In many cases, the team needed after release was even bigger than the team that built the game in the first place.
"It's expensive," Ethan said honestly. "And we don't have enough manpower."
"Then we hire more," Vivian replied without hesitation.
She said it so naturally that Ethan almost laughed.
She went further. They could buy another building, recruit a large batch of new graduates, and build a new division from scratch.
To her, the reasoning was obvious.
Northstar Games needed a project that could generate continuous profit, not just enormous one-time success.
And in online games, microtransactions, cosmetics, subscriptions, season systems—there were endless ways to earn money.
The business model was entirely different.
Ethan closed his eyes.
Vivian and Daniel both fell silent at once.
They knew that expression.
Whenever Ethan entered deep thought like this, it meant his mind was already digging through possibilities.
Inside his private system, he began searching through game options.
Something fresh.
Something explosive.
Something that could instantly make players' eyes light up.
Not too old-fashioned.
Not too risky in the wrong direction.
Not unclear in profit structure.
He looked past one option after another.
Then suddenly—
He found it.
And in that instant, his scalp tingled.
A memory rushed back into his mind.
The summer of 2016.
A game once hailed as the future.
A game once called the title that could replace League of Legends.
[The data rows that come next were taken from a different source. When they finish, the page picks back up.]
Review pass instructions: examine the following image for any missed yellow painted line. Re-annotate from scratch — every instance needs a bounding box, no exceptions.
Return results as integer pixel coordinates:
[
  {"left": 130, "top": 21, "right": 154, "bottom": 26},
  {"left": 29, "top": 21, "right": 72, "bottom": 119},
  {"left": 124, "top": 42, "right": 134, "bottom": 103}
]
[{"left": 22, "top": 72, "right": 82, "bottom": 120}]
A game whose trailers had once made players feel that an entirely new era was coming.
The sound of that era almost echoed in his ears again.
A bright, grand, dramatic sound.
Like the beginning of something legendary.
Ethan slowly opened his eyes.
And then his expression turned strange.
Very strange.
Because after all the excitement, all the memory, all the glory attached to that title, only one sentence remained in his mind.
This game…
had literally been dragged to death.